I expect, if they are reasonable, they would just allow you to repay the correct amount of £65 though, either by debit card or on your next direct debit (having given you sufficient notice!)

If you’re in credit you could either ask them to take it from there, or even return your entire credit balance. Energy companies aren’t known for their fairness, though, so they might then put your monthly amount up so they don’t lose out.

Personally, I’d just offer to pay the correct amount over the phone, ensure they are happy with this and that they won’t trigger any kind of fee or report to the CRAs and then watch my account like a hawk, and give my notice as soon as I was able. I wouldn’t think they’d trigger an automated report so soon after one mistake.

1 Like

The advice above is sound. I.e. invoke the guarantee to reclaim the full debit. Offer to pay the correct amount - or do so unilaterally, immediately, using the correct reference.

The automated reporting to the credit reference agencies should show no anomaly but even if you get caught in a kafkaesqu scenario where it does it won’t realistically affect your rating and in any event will clear itself in short order. And if it doesn’t, you are only a couple of letters away from challenging it.



If your disagreement with them does result in any problems there are some things you can do.

Firstly if they made you go overdrawn at your bank and that resulted in charges or interest you would not have otherwise paid you can seek to reclaim that from them.

Secondly if they making you overdrawn makes that appear on your credit file you can write a note to the credit reference agency noting the error made by the energy firm and it’s impact on your current account and ask it to be attached to your file.

Thirdly if they screw up and try to take payment next month despite the overpayment this month and you rightly refuse payment until the account is rectified they may be petty and try and put a marker next to your energy bill payments on your CRA file.
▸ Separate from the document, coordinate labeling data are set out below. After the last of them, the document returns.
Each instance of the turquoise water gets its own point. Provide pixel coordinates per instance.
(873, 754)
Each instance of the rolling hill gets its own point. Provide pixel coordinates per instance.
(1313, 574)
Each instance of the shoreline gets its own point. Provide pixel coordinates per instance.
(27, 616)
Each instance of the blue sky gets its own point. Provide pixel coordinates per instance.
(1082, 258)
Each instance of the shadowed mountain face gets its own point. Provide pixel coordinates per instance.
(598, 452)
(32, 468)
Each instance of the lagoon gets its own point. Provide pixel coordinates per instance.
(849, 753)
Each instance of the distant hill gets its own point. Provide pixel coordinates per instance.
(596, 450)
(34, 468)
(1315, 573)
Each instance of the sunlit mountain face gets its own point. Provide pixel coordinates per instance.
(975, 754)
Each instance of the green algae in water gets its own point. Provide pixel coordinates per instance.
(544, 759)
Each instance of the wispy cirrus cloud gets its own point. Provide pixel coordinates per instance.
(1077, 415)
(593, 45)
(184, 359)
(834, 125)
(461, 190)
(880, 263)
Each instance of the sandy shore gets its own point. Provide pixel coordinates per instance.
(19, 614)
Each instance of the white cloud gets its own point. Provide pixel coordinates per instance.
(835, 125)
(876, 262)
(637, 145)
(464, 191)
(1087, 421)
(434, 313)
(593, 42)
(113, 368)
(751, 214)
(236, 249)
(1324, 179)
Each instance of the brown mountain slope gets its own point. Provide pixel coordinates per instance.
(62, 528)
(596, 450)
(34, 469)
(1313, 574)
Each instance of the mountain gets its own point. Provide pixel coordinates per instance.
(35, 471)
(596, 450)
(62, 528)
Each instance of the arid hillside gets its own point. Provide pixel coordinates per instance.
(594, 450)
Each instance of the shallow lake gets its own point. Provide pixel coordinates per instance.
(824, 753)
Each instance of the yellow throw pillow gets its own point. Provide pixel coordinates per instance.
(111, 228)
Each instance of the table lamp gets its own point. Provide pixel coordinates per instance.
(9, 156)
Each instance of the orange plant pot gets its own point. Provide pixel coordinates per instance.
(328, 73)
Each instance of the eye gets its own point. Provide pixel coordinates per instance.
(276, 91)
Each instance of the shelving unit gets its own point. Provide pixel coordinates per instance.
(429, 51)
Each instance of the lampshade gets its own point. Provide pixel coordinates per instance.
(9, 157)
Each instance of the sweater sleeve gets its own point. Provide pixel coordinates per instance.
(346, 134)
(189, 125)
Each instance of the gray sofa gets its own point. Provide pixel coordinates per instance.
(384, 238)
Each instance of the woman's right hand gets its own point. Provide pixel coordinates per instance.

Again you can write to the CRA with a notice asking it to be attached to your account pointing out the error.

When companies credit reference you for loan or card applications they should get a copy of any notice of correction (and any notices of financial disassociation) with your file.

Personally when I had a screw up by EON (customer service/billing messed up) I contacted their CEO’s office and they ensured the problem was resolved properly. Never be afraid to escalate it higher up.

1 Like

I sure wouldn’t want to provide legal advice, but I’d have the same concern as you, and I would not pursue it until I’d given them the opportunity to make it right in the timeframe they’ve promised. It’s just less to make complicated.

Obviously, you’d be able to fight it if they reported it unpaid to a CRA since you had paid it, once! But, and here’s the key thing - why make the whole thing more confusing? Personally, I would wait and let them have a chance to make it right.


I would also like to know a bit more about this, I recently done this with my legacy bank, who had to take lots of details and then told me that I will receive a refund within 24-48 hours providing there are no issues, when I queried that it states I would receive an immediate refund she informed me that this is from the time they conclude their investigation. I was wondering if this was correct? I was always under the assumption that it was an immediate refund from opening the claim and if they find that ok lying or it’s not a valid claim they would put the charge back the account.

Thank you all for your invaluable feedback! I have decided to take a deep breath and wait for them to refund the payment. I’m grateful to not need the money immediately and I don’t want to fight them if they do something crazy with the credit report.

@terryharman Indeed, that has always been my understanding as well.